The Council of Ministers approved the Credit Purchasers Act, which
transposes the European Directive on the same subject and amends the Consumer
Credit Contracts Act and the Real Estate Credit Contracts Act. The aim is to
regulate the market for the purchase and sale of non-performing loans and to
introduce certain obligations for mortgage and consumer credit borrowers.
Specifically, the bill regulates the purchase and sale of non-performing
loans (NPL) granted by credit institutions and financial credit institutions,
establishing common rules with the rest of the European Union.
The next step, once approved by the government, will be to send it to
the Congress of Deputies for parliamentary processing.
Firstly, it regulates the activity of doubtful credit management, which
consists of the collection or renegotiation of this type of credit, which
becomes a reserved activity and requires prior authorisation from the Bank of
Spain. In order to obtain this authorisation, the law establishes the need to
have an “adequate” internal credit management system and a policy
that “guarantees the protection and fair treatment of borrowers”.
It also regulates the purchase and sale of NPL, ensuring that the
conditions and rights of borrowers are maintained and transferring to the
purchaser of the loans the obligations of transparency, protection and
information, including compliance with the codes of good practice to which the
original creditor has subscribed.
The draft regulation sets out additional safeguards for the protection
of borrowers, requiring both purchasers and servicers to provide “fair
treatment and adequate information”, as well as an “adequate”
borrower assistance and out-of-court redress service.
In order to ensure compliance with these obligations, the Banco de
España will supervise the administrators, as well as the compliance of credit
purchasers with these obligations, and will establish the corresponding system
of infringements and sanctions.
Real estate and consumer credit
The sectoral regulations on consumer credit and real estate credit will
also be amended to introduce the obligation for creditors to have a debt
renegotiation policy. This means that creditors will have to offer their
customers measures aimed at reaching renegotiation agreements before taking
legal action or demanding full payment of the debt.

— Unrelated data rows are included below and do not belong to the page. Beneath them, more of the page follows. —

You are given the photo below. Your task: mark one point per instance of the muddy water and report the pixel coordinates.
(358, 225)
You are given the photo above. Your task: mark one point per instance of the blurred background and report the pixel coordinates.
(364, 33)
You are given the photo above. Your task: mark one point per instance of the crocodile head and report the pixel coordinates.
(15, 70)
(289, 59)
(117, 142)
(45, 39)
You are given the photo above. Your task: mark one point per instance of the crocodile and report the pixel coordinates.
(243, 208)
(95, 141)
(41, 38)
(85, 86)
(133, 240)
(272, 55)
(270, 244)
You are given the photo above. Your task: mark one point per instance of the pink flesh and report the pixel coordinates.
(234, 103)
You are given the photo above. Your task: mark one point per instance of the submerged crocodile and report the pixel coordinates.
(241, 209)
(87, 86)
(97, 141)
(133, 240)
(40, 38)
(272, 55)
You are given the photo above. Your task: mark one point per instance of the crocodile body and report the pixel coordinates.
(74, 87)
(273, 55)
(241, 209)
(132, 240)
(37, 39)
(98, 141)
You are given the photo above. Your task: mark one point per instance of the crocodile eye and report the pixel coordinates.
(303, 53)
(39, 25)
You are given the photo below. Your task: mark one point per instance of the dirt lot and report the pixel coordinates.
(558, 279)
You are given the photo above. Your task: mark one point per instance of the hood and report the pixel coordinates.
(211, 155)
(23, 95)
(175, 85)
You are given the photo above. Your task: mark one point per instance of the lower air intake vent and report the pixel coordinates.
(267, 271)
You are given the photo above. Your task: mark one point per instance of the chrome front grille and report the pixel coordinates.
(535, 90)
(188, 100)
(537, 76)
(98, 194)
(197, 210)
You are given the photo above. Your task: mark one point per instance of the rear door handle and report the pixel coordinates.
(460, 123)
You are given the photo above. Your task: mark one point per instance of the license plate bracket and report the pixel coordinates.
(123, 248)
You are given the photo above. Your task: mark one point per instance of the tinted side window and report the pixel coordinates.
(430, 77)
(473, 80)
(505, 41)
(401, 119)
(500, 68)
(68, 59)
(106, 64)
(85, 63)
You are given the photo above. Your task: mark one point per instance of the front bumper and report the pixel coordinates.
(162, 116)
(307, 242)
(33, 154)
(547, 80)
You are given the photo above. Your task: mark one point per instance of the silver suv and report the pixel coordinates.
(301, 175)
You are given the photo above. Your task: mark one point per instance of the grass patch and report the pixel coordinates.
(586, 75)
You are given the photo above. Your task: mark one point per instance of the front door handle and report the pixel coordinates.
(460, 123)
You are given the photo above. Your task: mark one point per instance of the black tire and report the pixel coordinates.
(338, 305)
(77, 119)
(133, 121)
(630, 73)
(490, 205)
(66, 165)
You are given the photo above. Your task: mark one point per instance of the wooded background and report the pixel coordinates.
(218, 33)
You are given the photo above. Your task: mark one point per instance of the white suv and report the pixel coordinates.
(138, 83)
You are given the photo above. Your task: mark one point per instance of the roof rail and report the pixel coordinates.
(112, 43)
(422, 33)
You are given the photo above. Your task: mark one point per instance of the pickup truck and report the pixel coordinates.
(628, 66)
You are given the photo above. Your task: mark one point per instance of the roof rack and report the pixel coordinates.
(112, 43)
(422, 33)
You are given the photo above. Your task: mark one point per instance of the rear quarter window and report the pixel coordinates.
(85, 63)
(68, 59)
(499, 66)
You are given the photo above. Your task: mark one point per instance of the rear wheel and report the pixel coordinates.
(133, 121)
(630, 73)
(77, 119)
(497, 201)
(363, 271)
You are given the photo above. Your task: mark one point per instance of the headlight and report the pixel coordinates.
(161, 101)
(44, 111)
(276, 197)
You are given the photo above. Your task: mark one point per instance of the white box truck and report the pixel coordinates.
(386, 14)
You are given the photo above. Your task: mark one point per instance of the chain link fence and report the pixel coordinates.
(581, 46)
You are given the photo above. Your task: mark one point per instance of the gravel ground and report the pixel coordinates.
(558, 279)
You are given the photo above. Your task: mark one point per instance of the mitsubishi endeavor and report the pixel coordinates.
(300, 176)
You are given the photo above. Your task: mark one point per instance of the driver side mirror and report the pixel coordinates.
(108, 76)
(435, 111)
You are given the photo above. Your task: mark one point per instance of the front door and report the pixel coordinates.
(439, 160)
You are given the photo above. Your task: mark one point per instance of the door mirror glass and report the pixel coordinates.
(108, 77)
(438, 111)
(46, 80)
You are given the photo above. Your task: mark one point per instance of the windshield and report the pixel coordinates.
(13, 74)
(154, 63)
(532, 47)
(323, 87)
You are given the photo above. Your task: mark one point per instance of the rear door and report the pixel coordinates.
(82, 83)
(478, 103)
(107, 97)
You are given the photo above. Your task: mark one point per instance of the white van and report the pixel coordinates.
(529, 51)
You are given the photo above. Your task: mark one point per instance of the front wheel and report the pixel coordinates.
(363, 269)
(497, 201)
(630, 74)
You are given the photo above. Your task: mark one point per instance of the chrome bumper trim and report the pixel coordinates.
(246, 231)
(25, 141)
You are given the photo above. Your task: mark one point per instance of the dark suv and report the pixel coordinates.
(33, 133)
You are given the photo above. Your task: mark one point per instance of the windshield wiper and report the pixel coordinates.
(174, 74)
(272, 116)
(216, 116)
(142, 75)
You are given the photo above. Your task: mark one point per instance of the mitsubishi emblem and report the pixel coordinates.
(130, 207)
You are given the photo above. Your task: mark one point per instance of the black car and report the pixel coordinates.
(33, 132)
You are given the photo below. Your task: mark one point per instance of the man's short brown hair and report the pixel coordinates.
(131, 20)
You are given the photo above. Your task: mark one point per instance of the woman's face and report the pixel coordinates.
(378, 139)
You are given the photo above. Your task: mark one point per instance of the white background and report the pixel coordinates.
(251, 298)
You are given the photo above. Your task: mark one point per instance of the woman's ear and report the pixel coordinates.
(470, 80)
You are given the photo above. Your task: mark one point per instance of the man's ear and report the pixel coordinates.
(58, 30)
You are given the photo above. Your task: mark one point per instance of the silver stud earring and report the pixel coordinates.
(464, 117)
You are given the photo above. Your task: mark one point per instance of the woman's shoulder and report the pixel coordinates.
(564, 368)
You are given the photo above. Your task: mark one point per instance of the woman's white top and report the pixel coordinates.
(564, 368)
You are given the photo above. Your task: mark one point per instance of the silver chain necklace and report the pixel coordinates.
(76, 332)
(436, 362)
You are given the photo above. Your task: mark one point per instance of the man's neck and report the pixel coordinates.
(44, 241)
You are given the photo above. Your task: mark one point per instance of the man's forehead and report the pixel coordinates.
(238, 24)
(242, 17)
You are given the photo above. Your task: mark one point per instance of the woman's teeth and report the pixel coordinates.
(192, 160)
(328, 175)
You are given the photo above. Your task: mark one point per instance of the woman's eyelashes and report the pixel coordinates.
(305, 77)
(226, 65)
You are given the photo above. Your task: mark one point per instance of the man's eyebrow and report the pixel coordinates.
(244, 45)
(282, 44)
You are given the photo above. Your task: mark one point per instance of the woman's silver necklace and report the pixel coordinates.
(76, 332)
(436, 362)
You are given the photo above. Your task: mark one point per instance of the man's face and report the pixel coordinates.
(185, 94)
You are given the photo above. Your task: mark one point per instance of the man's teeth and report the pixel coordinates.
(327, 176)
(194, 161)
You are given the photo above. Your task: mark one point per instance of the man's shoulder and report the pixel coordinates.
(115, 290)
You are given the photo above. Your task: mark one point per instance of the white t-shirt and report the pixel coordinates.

The regulation establishes special conditions for non-mortgage debtors
in a situation of economic vulnerability who are recipients of the minimum
subsistence income. In these cases, the lender who sells the doubtful loan to a
third party must offer the borrower a payment plan in order to “protect
the most indebted groups without undermining the payment culture”.
The Consumer Credit Law also introduces a limit on the amount of default
interest that can be charged in the event of non-payment by the consumer,
setting it at a maximum of the sum of ordinary interest plus three percentage
points.
In addition, charges for the recovery of overdue amounts must be in line
with the costs actually borne by the creditor and, in any event, after prior
notification to the consumer, indicating the outstanding amount, the time
available to settle the situation and the amount to be paid if the situation is
not settled.
The cases of modification of the interest rate in contracts of
indefinite duration (as in the case of revolving cards) are defined, allowing
the customer not to accept the increases or to cancel the contract, in which
case the customer may repay the outstanding debt in accordance with the
repayment conditions and the interest rate in force at the time of the
notification, at no additional cost to the borrower.
Finally, it clarifies the conditions of compensation for early repayment
in the case of financing linked to the purchase of goods or services.